Dataset Exploration
Explore and analyze your dataset to understand annotation patterns, class distributions, and data quality before proceeding with training. This helps -
validate data quality before training
identify class imbalances that may need addressing
understand calls’ frequency characteristics for optimal spectrogram settings
spot annotation inconsistencies early in the workflow
$> # Explore and analyze a project's dataset
$> koogu-explore my_project.config
This command analyzes both training and test annotations (if available) and generates interactive HTML reports:
`training_annotations_stats.html` - Analysis of training data annotations
`test_annotations_stats.html` - Analysis of test data annotations
The reports include:
Class distribution - Number of annotations per class
Duration statistics - Distribution of per-class call durations
Bandwidth statistics - Frequency range distribution per class
If [data.audio]
and [data.spec]
are set in the config file, it also prints out
information about model inputs that would result from applying the defined transformations.
Parameters
Positional arguments
<CONFIG FILE/ANNOTATIONS DIR>
If running within the scope a Koogu project, specify path to the project config file (training and test annotations’ info will be read from the specified config file).

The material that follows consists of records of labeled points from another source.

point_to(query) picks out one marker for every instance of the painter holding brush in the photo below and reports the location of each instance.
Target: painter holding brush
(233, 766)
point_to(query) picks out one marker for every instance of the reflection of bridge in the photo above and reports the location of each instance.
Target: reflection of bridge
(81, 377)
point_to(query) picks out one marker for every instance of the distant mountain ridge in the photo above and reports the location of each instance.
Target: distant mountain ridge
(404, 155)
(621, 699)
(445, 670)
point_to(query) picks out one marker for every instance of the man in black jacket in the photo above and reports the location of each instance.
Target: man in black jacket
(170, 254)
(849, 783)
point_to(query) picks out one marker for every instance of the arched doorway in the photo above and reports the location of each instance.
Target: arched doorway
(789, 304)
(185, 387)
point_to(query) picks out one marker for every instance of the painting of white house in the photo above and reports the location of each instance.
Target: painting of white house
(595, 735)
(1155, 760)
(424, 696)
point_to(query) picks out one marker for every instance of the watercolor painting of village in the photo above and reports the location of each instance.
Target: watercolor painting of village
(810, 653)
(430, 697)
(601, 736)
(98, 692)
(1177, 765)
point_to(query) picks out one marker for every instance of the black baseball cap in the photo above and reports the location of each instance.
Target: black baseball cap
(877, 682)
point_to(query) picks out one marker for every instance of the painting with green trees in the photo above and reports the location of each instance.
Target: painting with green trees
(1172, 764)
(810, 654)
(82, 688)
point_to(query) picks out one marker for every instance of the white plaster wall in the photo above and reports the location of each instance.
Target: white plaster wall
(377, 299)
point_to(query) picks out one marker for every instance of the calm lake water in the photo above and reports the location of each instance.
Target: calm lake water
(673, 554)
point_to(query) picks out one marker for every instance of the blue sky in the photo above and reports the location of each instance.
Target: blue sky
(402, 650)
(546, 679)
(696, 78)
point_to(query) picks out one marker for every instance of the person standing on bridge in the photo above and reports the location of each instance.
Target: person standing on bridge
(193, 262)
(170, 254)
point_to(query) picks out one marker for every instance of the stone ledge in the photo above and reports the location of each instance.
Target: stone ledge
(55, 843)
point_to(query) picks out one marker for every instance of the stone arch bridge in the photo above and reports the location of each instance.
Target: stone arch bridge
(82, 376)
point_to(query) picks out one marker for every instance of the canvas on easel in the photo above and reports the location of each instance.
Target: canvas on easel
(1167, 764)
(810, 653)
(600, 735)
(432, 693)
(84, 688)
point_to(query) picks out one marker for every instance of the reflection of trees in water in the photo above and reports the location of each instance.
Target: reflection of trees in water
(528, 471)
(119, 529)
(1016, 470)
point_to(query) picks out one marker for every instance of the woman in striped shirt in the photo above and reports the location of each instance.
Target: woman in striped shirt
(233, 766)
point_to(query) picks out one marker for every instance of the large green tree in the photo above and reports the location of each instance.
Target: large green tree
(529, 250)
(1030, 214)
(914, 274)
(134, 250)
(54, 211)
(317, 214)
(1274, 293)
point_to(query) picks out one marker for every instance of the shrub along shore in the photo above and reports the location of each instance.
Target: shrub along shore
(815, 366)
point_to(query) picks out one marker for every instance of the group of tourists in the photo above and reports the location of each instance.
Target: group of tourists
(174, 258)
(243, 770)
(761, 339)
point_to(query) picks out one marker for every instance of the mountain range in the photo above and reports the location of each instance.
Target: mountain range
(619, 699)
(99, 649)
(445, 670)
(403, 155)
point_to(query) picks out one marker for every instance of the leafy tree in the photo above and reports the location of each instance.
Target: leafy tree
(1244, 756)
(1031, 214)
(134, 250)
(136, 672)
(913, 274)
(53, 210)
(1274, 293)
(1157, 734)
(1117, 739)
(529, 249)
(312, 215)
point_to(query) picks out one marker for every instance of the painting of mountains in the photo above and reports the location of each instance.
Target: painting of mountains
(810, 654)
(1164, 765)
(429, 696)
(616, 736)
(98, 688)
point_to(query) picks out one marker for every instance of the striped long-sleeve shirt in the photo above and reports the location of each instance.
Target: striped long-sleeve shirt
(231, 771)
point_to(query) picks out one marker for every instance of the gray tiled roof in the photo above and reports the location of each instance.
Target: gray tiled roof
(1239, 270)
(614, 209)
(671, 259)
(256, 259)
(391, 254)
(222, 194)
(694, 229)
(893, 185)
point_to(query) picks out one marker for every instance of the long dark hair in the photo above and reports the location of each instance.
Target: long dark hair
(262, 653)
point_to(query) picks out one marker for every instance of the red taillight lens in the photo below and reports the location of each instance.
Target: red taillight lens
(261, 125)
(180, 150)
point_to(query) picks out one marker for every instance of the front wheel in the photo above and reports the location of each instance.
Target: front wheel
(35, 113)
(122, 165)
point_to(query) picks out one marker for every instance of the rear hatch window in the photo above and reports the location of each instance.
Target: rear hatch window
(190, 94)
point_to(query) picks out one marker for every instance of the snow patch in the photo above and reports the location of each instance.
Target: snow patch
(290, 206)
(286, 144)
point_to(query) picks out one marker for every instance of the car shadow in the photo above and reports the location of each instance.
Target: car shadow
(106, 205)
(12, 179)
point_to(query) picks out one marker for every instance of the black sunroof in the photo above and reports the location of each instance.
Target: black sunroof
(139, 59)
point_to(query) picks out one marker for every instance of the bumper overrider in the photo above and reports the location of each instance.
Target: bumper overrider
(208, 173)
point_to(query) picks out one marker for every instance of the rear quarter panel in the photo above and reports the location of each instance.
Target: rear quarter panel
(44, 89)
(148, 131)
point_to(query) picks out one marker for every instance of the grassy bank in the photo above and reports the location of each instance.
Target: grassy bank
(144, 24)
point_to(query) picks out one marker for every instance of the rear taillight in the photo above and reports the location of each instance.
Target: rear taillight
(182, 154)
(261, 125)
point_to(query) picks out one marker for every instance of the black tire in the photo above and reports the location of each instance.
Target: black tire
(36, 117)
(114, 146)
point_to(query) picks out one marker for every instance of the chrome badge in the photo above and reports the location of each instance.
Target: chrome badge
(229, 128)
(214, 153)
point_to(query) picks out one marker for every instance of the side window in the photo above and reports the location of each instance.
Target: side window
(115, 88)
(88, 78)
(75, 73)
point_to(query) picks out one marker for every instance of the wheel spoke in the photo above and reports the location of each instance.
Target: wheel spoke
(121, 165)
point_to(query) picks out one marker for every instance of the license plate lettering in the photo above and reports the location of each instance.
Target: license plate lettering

Otherwise, specify path to the directory containing the set of annotation files you wish to analyze (also see additional options under Direct access).
Direct access
These options are only applicable when running outside the scope of a Koogu project, i.e., directly accessing annotation files by specifying <ANNOTATIONS DIR>. If <CONFIG FILE> was specified, all these below options will be ignored.
--reader
Set this based on the format of your annotation files.
--filelist
Path to a text file containing one-per-line entries of the annotation files to analyze. If not specified, all discoverable files under <ANNOTATIONS DIR> will be analyzed.
--output
Analysis outputs (HTML) will be written to this file, if specified. Otherwise, outputs will be written to the file annotation_stats.html in the current directory.
Process control
--threads NUM
Number of threads to spawn for parallel execution.
Default: as many CPUs